这两天,诗酒版因为诗评,作者和读者之间,有了些纷争。出面斡旋、调停的,也用心用情,足见凝聚力。有人的地方,就会有江湖,这话还真不假。有江湖的地方,注定了会有风起云涌。
如何应对变化,是考究团队精神的。整体而言,我还是蛮喜欢目前氛围,起码没有第三者介入,加剧矛盾冲突吧。所以,我并不打算置喙,单就我对评诗的观点,闲扯几句个人感受。
莫名其妙的,爱上了写诗。对我来说,挺匪夷所思。更多时候,我理解为,恰好我时间少,精力不够,无法长篇累牍,又误打误撞,混迹诗人圈子,于是乎,顺理成章的,近朱者赤,近墨者黑,也开始胡乱涂鸦。这么三涂两涂吧,被居心叵测表扬几句,傻里吧唧就愣是直走下去了。其实,到现在为止,我都稀里糊涂的,不知道我那些长短句,到底算不算诗。

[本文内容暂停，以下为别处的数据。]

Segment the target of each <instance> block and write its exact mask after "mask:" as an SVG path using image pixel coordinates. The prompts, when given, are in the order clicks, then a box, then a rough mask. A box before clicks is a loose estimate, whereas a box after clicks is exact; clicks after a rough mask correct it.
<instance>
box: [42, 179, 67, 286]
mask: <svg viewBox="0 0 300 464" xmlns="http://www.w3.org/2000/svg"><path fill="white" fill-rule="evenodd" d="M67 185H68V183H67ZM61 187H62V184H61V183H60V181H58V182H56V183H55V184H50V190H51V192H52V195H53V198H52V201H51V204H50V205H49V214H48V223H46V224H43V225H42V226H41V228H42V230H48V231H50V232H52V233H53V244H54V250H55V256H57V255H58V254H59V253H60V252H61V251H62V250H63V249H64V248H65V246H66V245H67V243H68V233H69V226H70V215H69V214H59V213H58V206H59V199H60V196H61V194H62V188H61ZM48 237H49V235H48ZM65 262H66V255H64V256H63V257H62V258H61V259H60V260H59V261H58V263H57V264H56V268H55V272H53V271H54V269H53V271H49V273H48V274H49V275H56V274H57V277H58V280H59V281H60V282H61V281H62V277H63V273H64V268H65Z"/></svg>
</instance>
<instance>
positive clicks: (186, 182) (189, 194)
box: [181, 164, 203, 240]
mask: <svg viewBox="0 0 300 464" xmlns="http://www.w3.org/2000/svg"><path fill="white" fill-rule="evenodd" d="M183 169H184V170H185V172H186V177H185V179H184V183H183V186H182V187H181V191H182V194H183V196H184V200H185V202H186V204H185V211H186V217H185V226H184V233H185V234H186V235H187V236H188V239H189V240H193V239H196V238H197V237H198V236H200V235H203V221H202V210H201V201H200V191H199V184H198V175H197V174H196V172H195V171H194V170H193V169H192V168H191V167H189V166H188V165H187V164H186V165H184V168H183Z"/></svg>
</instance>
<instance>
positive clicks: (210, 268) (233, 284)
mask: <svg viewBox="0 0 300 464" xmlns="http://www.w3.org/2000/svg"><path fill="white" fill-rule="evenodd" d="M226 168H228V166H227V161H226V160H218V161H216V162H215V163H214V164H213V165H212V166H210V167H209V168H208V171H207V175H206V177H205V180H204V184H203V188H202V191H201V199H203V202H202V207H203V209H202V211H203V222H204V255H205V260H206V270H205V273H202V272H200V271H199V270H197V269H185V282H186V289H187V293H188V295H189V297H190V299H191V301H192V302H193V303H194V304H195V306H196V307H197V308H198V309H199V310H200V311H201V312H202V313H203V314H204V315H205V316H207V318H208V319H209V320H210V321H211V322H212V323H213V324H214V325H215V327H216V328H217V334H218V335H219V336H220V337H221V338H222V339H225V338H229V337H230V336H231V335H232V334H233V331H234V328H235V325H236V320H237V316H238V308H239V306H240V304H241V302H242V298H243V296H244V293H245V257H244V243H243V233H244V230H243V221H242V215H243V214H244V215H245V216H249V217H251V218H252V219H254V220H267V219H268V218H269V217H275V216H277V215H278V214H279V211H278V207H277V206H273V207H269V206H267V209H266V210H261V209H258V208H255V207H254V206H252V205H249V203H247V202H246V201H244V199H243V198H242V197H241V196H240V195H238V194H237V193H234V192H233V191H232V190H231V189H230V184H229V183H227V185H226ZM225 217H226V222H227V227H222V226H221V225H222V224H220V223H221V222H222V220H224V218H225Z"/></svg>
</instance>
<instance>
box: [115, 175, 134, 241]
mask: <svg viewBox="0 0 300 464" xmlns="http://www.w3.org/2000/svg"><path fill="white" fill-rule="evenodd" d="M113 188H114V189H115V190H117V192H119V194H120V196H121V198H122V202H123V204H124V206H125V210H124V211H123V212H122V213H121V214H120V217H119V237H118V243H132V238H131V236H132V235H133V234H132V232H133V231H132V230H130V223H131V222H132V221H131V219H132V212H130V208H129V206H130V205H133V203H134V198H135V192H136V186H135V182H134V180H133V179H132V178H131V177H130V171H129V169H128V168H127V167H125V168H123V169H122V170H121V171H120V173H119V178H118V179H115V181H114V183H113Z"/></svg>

偶尔的偶尔,老师说,这首好,这首好,大多时候,他不表态,一声不吭。我就知道,像段誉的六脉神剑,时灵时不灵的,我无法把控节奏感。我也不敢总是烦他,何况他也忙碌,我就趴在网上,胡乱请教别人。然后呢,我就发现一个奇怪现象:明明是同一首诗,说它好的有,说它不好的也有,且都有理有据,理直气壮。

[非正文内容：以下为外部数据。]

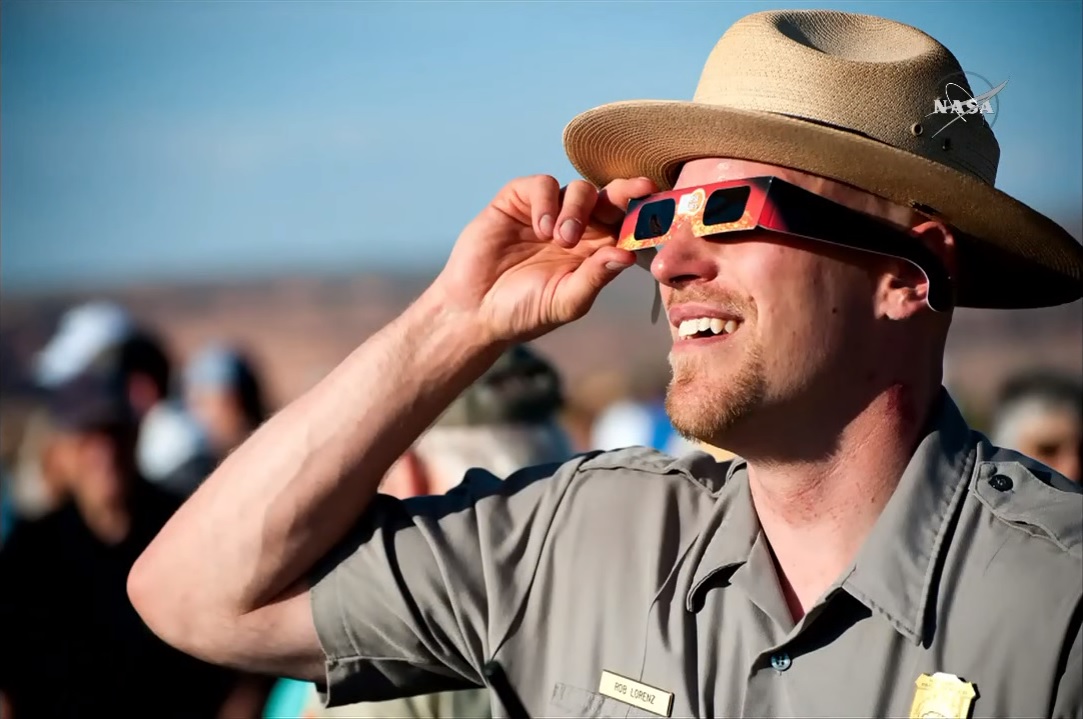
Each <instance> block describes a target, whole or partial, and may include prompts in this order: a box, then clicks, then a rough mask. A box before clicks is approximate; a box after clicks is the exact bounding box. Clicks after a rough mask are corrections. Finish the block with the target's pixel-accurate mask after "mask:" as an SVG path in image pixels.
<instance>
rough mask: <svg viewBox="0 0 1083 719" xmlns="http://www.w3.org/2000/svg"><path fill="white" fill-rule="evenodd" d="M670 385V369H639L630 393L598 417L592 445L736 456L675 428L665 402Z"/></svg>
mask: <svg viewBox="0 0 1083 719" xmlns="http://www.w3.org/2000/svg"><path fill="white" fill-rule="evenodd" d="M668 385H669V371H668V369H660V370H656V371H651V370H648V369H645V368H639V369H638V370H636V371H635V372H634V378H632V388H631V393H630V396H629V397H627V398H624V400H619V401H617V402H614V403H612V404H611V405H609V406H608V407H606V408H605V409H603V410H602V411H601V413H600V414H599V416H598V418H597V419H596V420H595V423H593V428H592V432H591V445H592V447H591V448H593V449H603V450H610V449H621V448H623V447H636V446H642V447H651V448H652V449H657V450H658V452H664V453H666V454H667V455H670V456H673V457H680V456H682V455H687V454H689V453H692V452H705V453H707V454H709V455H710V456H712V457H714V458H715V459H716V460H718V461H726V460H728V459H732V458H733V454H732V453H730V452H727V450H725V449H721V448H719V447H715V446H712V445H709V444H707V443H705V442H692V441H690V440H688V439H687V437H684V436H681V434H680V432H678V431H677V430H676V429H675V428H674V426H673V422H670V421H669V415H667V414H666V406H665V403H666V388H667V387H668Z"/></svg>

真是让我好奇心起 ,也特别觉得值得玩味并思索。事实上,我不敢判断定论,就选择复制留存。我想,无论是表扬,还是批评,都值得我咂摸,等我搁置下来,理性了,再反复翻阅。到如今,我发现我的做法很是明智,确实在辩证里收获很多。诗歌鉴赏真比散文、小说复杂,可能是鱼目混珠,也可能是沧海遗珠——更多时候,不是好坏的区别,而是喜好与否。
我就愈发觉得,多听听别人意见,是能够提升自己的。毕竟,诗歌是诗人写的,但写出来,就是大众化的。能够有个性,也该有共性才对。只是有些评价轻描淡写,竟不能引起重视,忽而某一天,受某种机缘叩打,或许醍醐灌顶般,就懂了。
比如有一次,有个家伙很不客气,说我写诗像中学生作文,关联词、排比句,一应俱全。气得我差点没吐血,本想反驳一句——排比句咋了?关联词咋了?话还没出口,想起风花曾淡然说过一句:你习惯排比句?当时没往心里去,现在跳出来当头棒喝,原来她竟在提醒我?静心思考,还真是我的困囿,只是没有意识到。汗涔涔而下,老实接受批评。
实则写诗之外,我也读诗,并且热衷于读诗。但在读诗探讨中,也会发现,跟作者和其他读者,会有截然不同的立场。这让我明白了两个境界:有时候是诗读不懂,有时候是读不懂诗。写诗和读诗之间,并没有直达车,总会或多或少的,存在沟壑,甚至是天堑、裂谷。
其实我觉得吧,哪怕是最好的诗歌,其理解和消化,有时候也是需要时间或者阅历来累积的。比如王安石和苏东坡关于菊花“抱香枝头老”,还是“随黄叶舞秋风”的公案,不是最好的明证么?
所以,没必要为了“诗读不懂”,还是“读不懂诗“大动干戈。或有冤案永不能够昭雪,又如何呢?能改变我们爱诗的初心吗?其实无论是写诗,还是读诗,都必然是因为爱诗,基于这个共同的热爱,何妨彼此多点理解和谅解,换位思考一下——他怎么会如此写(读),有没有某种意义和价值?会不会是我读(写)得不到位?
更多时候,或许不是诗歌的高下之别,而是是否符合我的审美观。诗歌太开放、太随性了,就像女人的服饰,怎么呈现都可能是美,也可能伤及某些审美,不是么。
回过头来,说说因为被他人评判,而要求公开打擂。感觉有点率直,有点孩子气,当然了,也符合很多文人气韵。其实,就好像酿酒和品酒分属两个行业,它们可能更多交叉,但并不必然交叉。要求品酒者必须能酿出高品质的酒,未免有些强人所难,同样道理,要求酿酒者能品出每一种酒的准确成色,是不是也苛刻了些?
在我看来,写诗也好,读诗也罢,但凡有一颗诗心,就足够了。诗心是什么?呵。诗者、读者,尽可自悟吧。但起码先有一条:不因外物侵扰而动摇初心。